En eso de la rutina voy pensando hoy cuando el refugio va quedando a mis espaldas. Fuera del breve contacto con algún esporádico caminante o con la gente del refugio mi propia presencia lo ocupa todo junto al sendero, las cabras montesas, las marmotas, el estado del cielo o las montañas por bosques que atravieso. Últimamente ni lecturas ni nada, el puro estar conmigo mismo y con lo que me rodea. Incluso algo me han  abandonado temas a los que corrientemente les doy vueltas y que en ocasiones vierto en este diario. 

En cierto momento, atendiendo a mi calidad de ermitaño, me acuerdo en medio de una sonrisa de las tentaciones de San Antonio. Siempre que me ha cabido encontrarme con alguna de las muchas tentaciones de este santo, tentaciones generalmente provenientes de atractivas mujeres desnudas con que los pintores un poco burlescamente castigaban al pobre Antonio, siempre, he mirado esos cuadros con cierto regocijo. Regocijo, porque si al santo no le hubieran comido el coco los lelos de los Primeros Padres de la muy Santa Iglesia Católica, siempre con problemas de sexo ellos mismos con toda seguridad; si no les hubiera comido el coco, San Antonio podría haber sido un buenísimo santo, una inmejorable persona igualmente gozando de las bondades femeniles que se hubieran acercado a su cueva para conocer a su vez de las bondades o no de cierto apéndice del santo; seguro estoy, que  deseandito estaría de encontrar el calor de las ardorosas cuevecitas de las damas que por allí plugiere el destino que pasaran.

Y mi sonrisa va más allá, porque conociendo cómo la especie ha inoculado en el cerebro de los sapiens y las sapians la necesidad del folgar, que hasta a Zeus y su consorte tal y frecuentemente lo practicaban, en su caso sobre las nubes mientras aqueos y troyanos se rompían la cabeza allá abajo en el campo de batalla, mi sonrisa va más allá decía, porque lo mismo que los católicos se han inventado eso de la Inmaculada Concepción, el mayor oxímoron que uno puede concebir, igual se olvidaron de que San Antonio además de ser santo tenía cuerpo. Con lo cual sería bien posible, ¿ironía, paradoja?, que Antonio sólo fuera ermitaño a tiempo parcial. 

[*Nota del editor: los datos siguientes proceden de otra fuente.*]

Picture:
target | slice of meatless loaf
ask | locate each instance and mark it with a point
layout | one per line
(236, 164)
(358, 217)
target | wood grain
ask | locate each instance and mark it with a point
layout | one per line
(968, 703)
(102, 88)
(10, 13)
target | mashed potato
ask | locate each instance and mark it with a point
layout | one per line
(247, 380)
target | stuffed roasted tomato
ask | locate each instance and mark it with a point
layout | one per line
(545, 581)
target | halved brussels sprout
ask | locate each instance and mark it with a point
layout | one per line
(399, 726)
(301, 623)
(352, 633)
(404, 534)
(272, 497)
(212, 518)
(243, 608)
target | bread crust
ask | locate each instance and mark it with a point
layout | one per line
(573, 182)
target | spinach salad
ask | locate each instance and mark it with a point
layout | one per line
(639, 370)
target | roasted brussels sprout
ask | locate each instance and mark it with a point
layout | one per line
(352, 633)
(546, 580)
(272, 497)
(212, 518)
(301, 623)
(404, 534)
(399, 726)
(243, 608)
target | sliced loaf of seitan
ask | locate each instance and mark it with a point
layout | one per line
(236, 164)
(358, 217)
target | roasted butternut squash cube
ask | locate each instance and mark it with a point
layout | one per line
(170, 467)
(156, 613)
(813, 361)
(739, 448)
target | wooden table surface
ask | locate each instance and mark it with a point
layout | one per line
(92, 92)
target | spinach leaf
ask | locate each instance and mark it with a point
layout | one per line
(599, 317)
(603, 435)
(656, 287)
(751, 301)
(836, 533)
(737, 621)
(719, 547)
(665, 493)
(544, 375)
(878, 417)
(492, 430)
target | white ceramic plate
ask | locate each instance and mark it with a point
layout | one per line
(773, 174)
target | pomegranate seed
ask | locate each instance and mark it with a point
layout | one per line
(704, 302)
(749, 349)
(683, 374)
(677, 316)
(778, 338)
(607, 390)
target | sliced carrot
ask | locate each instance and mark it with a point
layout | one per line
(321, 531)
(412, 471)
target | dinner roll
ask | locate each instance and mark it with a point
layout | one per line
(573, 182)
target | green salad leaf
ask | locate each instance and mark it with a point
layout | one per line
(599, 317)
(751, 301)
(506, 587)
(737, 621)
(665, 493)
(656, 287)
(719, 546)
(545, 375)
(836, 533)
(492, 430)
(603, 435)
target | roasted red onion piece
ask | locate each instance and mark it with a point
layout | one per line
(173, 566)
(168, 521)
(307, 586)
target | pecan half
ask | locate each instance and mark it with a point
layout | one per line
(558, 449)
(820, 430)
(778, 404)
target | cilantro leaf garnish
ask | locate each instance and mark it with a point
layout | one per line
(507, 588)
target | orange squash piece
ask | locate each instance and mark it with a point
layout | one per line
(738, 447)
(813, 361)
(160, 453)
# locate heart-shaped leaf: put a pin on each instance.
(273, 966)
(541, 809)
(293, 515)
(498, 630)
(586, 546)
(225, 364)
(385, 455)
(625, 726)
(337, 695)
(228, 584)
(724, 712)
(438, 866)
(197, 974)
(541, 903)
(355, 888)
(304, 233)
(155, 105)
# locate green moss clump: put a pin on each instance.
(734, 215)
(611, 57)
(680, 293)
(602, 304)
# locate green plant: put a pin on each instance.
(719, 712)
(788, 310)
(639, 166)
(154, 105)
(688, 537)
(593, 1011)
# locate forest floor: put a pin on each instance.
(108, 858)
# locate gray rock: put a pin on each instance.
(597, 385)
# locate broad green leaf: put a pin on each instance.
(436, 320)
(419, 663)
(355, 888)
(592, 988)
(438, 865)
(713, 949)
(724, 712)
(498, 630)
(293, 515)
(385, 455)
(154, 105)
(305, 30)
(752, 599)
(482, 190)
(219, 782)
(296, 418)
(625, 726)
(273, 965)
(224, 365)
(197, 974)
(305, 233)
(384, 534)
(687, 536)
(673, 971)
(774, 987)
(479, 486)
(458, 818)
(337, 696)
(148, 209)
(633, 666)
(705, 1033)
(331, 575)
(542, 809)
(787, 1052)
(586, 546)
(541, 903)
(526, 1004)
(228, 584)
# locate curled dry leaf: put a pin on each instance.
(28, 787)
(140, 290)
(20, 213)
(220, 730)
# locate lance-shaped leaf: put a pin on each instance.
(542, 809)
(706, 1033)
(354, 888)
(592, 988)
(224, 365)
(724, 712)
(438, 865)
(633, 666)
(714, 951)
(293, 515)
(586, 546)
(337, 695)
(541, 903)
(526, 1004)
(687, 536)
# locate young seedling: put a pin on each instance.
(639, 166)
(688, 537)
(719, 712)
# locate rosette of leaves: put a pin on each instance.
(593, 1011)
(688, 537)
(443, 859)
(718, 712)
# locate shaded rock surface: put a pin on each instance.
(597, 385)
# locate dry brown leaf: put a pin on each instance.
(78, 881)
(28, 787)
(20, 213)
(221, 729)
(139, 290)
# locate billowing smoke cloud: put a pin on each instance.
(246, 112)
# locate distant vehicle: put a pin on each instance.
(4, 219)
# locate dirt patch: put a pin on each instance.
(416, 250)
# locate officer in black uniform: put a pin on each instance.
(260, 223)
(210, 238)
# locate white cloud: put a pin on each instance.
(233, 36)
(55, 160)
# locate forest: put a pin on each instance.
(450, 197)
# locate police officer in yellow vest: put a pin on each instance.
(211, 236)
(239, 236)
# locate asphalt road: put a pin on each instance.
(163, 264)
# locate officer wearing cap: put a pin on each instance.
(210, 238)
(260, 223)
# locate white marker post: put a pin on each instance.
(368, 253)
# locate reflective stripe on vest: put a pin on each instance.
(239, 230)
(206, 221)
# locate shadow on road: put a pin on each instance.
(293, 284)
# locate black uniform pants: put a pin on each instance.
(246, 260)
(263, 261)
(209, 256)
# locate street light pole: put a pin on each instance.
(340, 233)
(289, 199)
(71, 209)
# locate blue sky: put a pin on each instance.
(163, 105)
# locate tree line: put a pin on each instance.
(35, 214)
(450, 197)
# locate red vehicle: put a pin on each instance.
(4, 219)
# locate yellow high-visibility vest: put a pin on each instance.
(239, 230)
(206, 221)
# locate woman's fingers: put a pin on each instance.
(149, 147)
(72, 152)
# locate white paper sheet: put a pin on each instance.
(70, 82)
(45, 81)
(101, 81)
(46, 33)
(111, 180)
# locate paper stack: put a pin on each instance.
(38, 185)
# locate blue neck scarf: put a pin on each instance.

Lo que confirmaría la evidencia de (tengo una marmota aquí cerca que lleva un rato diciéndome que me largue, que éste es su terreno. Es así, porque la tía no para de decírmelo insistentemente. Vete, vete, vete, tío… qué pesada), la evidencia de estar a pan y agua, por muy ermitaño que seas, no está nada bien. Y si me sonreía pensando en San Antonio y sus tentaciones, ya podrán ustedes adivinar a qué venía tal sonrisa en los labios de este ermitaño, un servidor. Menos mal que no sólo de pan vive el hombre, que también, aunque falte el pan, la imaginación promete. Un día que me encuentre inspirado hablo de la imaginación y de cómo ésta puede sustituir al mejor de los manjares :-). 

Y tras mi encuentro con San Antonio y sus tentaciones, caminé y caminé hasta llegar a ese riachuelo que me prometía para esta noche la sonaja de su música.